Expanded primary peripheral blood NK cells (n = 7), hnCD16 iNK cells (n = 3) and hnCD16/CD38KO iNK cells (n = 3) were analyzed by mass spectrometry to assess concentrations of key metabolites. Select data are represented in heat map (left) and column form (right). (B) NK cells isolated from peripheral blood by negative selection and (C) non-transduced iNK cells were cultured overnight in media alone or in media containing 50 μM L-CySSG. Cells were then cultured with or without 50 μM H₂O₂ for 1 hour. Shown are FACS plots of MitoSox dye fluorescence from a representative experiment (left) and cumulative data from 2 independent experiments (right). Statistical significance was determined by paired Student’s t-tests. Data are represented as mean ± SEM. *p < 0.05, **p < 0.01

L-CySSG is a prodrug of glutathione that maintains redox homeostasis and cellular antioxidant levels (Berkeley et al., 2003; Wang and Cynader, 2002). Very high levels of L-CySSG were observed in hnCD16/CD38KO iNK cells relative to hnCD16 iNK cells and expanded peripheral blood NK cells (Figure 3A). To determine whether L-CySSG could protect NK cells against hydrogen peroxide-induced oxidative stress, we isolated peripheral blood NK cells and cultured them overnight in media alone or media containing L-CySSG. Cells were then cultured with or without H₂O₂ for 1 hour. NK cells pre-incubated with L-CySSG exhibited an ~30% decrease in mitochondrial superoxide frequencies (Figure 3B). Similar results were observed when these assays were performed with non-transduced iNK cells (Figure 3C). Together, these data show that CD38 knockout influences glycolysis and cysteine metabolism. Furthermore, NK cells lacking CD38 have elevated levels of L-CySSG, which may contribute to their relative resistance to oxidative stress.

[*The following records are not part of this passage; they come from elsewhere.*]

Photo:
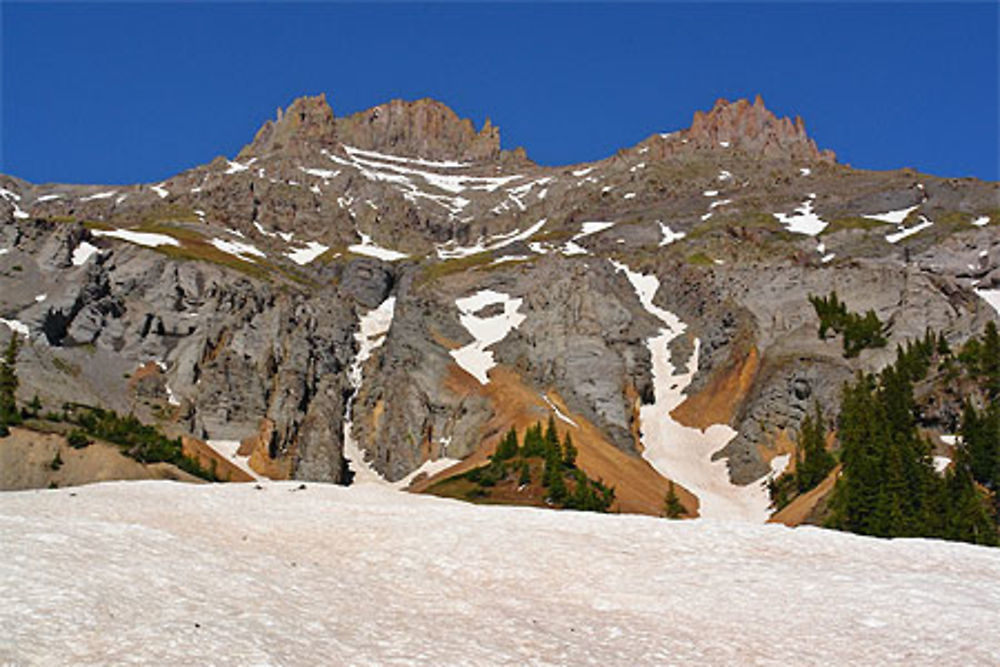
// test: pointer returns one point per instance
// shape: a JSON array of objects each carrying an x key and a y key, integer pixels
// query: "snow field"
[
  {"x": 682, "y": 453},
  {"x": 474, "y": 358},
  {"x": 232, "y": 575}
]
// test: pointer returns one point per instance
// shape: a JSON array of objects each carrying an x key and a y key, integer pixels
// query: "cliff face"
[{"x": 261, "y": 286}]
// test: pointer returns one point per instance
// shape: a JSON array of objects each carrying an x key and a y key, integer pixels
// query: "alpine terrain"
[{"x": 720, "y": 322}]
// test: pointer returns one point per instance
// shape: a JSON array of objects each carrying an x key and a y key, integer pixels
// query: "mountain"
[{"x": 384, "y": 295}]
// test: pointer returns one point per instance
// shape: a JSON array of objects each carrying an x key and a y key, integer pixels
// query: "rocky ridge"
[{"x": 245, "y": 279}]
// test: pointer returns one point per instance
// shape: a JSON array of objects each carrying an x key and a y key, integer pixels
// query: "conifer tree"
[
  {"x": 672, "y": 507},
  {"x": 9, "y": 415}
]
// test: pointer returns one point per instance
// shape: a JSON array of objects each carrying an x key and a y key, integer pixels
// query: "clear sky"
[{"x": 118, "y": 93}]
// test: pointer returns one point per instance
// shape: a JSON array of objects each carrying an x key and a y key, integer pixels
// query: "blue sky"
[{"x": 116, "y": 93}]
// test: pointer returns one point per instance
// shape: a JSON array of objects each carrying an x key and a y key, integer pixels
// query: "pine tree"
[
  {"x": 672, "y": 507},
  {"x": 9, "y": 415}
]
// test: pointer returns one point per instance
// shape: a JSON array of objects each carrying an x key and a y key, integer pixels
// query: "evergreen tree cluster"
[
  {"x": 859, "y": 331},
  {"x": 813, "y": 462},
  {"x": 888, "y": 486},
  {"x": 9, "y": 416},
  {"x": 566, "y": 485},
  {"x": 139, "y": 441}
]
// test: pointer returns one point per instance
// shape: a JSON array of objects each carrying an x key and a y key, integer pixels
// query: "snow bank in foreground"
[
  {"x": 679, "y": 452},
  {"x": 474, "y": 357},
  {"x": 231, "y": 575}
]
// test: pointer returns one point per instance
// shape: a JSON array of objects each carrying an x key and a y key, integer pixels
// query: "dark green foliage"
[
  {"x": 859, "y": 331},
  {"x": 888, "y": 486},
  {"x": 507, "y": 449},
  {"x": 565, "y": 485},
  {"x": 525, "y": 477},
  {"x": 9, "y": 415},
  {"x": 981, "y": 439},
  {"x": 137, "y": 440},
  {"x": 77, "y": 439},
  {"x": 672, "y": 507},
  {"x": 812, "y": 462}
]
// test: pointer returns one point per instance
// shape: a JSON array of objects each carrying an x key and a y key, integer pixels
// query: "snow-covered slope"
[{"x": 165, "y": 573}]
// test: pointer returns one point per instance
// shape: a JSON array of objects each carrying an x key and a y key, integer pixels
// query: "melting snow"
[
  {"x": 236, "y": 167},
  {"x": 15, "y": 326},
  {"x": 681, "y": 453},
  {"x": 373, "y": 327},
  {"x": 474, "y": 357},
  {"x": 366, "y": 247},
  {"x": 237, "y": 248},
  {"x": 14, "y": 198},
  {"x": 992, "y": 297},
  {"x": 941, "y": 464},
  {"x": 803, "y": 220},
  {"x": 100, "y": 195},
  {"x": 83, "y": 252},
  {"x": 148, "y": 239},
  {"x": 559, "y": 413},
  {"x": 227, "y": 449},
  {"x": 450, "y": 251},
  {"x": 893, "y": 217},
  {"x": 305, "y": 255},
  {"x": 905, "y": 232},
  {"x": 669, "y": 236},
  {"x": 229, "y": 574}
]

Expression of a membrane-bound IL-15/IL-15R fusion protein in iNK Cells leads to genome-wide transcriptional alterations that mirror adaptive NK cells

Interleukin (IL)-15 is required for NK cell survival (Cooper et al., 2002; Ranson et al., 2003). We reasoned that transgenic expression of an IL-15/IL-15R fusion protein could provide signals to enhance iNK cell function and persistence. To this end, we transduced hnCD16/CD38KO iPSCs with a membrane-bound IL-15/IL-15R fusion construct (IL-15RF) and differentiated these cells along the NK cell lineage to generate hnCD16/CD38KO/IL-15RF iNK cells. We first performed single cell RNA-seq (scRNA-seq) to compare global gene expression between non-transduced, hnCD16/CD38KO, and hnCD16/CD38KO/IL-15RF iNK cells. As anticipated, given the clonal nature of iNK cells, all three iNK cell lines clustered tightly with no distinct transcript clusters observed for any line (Figure S3). However, differential gene expression analyses showed that several transcripts encoding cytotoxic granule components and signaling molecules were elevated in hnCD16/CD38KO iNK cells and further elevated in hnCD16/CD38KO/IL-15RF iNK cells relative to non-transduced iNK cells (Figure S4).

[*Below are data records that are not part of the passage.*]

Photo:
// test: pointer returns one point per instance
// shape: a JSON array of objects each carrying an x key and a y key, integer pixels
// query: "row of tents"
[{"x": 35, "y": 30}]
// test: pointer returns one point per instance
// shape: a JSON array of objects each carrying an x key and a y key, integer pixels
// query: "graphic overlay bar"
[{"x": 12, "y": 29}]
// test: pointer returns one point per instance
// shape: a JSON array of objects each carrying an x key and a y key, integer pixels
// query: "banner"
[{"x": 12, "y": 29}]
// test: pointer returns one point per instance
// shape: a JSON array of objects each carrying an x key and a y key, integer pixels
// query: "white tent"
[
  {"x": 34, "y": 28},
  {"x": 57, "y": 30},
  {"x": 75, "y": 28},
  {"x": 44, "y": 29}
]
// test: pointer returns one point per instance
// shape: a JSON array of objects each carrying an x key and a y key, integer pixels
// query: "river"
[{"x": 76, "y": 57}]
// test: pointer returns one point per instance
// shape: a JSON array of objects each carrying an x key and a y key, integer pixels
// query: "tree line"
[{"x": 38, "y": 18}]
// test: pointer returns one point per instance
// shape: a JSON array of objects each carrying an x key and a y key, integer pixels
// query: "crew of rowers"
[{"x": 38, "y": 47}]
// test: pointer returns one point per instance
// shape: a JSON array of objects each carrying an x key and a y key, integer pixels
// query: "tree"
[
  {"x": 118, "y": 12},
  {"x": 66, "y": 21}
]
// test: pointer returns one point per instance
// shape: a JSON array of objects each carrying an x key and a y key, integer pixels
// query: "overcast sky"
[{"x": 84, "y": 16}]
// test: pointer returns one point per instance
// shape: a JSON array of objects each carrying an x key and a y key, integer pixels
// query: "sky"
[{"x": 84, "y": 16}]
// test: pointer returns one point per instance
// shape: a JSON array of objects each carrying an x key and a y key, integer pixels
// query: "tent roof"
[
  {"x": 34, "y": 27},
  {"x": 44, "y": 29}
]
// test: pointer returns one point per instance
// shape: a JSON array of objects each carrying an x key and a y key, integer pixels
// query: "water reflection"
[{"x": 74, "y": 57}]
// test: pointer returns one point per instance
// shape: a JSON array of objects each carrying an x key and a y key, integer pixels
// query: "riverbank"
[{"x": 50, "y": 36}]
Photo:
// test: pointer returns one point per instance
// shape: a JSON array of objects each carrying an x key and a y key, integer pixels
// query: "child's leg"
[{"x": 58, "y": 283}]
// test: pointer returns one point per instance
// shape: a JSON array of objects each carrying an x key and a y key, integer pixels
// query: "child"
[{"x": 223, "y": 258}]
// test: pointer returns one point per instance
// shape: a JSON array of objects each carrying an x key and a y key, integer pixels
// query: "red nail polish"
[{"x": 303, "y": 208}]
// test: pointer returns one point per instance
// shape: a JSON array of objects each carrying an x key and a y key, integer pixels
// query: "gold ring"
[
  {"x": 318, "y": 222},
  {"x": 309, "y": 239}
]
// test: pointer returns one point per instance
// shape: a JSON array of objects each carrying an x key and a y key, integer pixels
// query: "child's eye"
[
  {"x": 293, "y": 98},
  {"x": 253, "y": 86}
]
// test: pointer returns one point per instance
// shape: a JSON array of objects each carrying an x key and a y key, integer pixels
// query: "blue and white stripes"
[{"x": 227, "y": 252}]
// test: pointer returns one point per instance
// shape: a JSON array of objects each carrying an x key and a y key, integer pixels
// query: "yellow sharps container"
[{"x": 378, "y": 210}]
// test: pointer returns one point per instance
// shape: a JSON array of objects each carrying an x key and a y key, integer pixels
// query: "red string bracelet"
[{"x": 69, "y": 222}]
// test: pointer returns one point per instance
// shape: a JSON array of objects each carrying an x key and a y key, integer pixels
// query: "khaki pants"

We also performed Gene Ontology (GO) analyses and found that regulation of immune response, response to virus, and type 1 interferon signaling pathway were among the top enriched pathways in both hnCD16/CD38KO and hnCD16/CD38KO/IL-15RF iNK cells. Additionally, the T cell receptor signaling pathway, adaptive immune response, and T cell activation pathways were enriched in hnCD16/CD38KO/IL-15RF iNK cells (Figure S4). Motivated by our observation that adaptive immune response genes were enriched in hnCD16/CD38KO/IL-15RF iNK cells, we reasoned that these cells may have a broader transcriptional program shared with adaptive NK cells from CMV seropositive individuals. To explore this further, we generated violin plots of top differentially expressed genes in hnCD16/CD38KO and hnCD16/CD38KO/IL-15RF iNK cells relative to non-transduced iNK cells (Figure 4A). The differences between expression levels of all genes shown were also statistically significant when comparing hnCD16/CD38KO iNK cells to hnCD16/CD38KO/IL-15RF iNK cells. scRNA-seq results were validated by both flow cytometry and quantitative RT-PCR (Figure S5). We then analyzed our previously published RNA-seq data comparing canonical and adaptive NK cell subsets sorted from the peripheral blood of CMV seropositive donors (Cichocki et al., 2018) to determine whether there were matching trends (Figure 4B). We found that many genes encoding proteins that dictate NK cell activation and effector function were highly induced in both hnCD16/CD38KO/IL-15RF iNK cells and adaptive NK cells. Genes that were both upregulated and downregulated in hnCD16/CD38KO/IL-15RF iNK cells followed similar patterns in adaptive NK cells (Figure S6). Given the metabolic and transcriptional similarities between hnCD16/CD38KO/IL-15RF iNK cells and adaptive NK cells, we’ve termed these iNK cells “iADAPT” NK cells.

Figure 4. hnCD16/CD38KO/IL-15RF iNK cells and CMV-induced adaptive NK cells share a set of highly upregulated transcripts.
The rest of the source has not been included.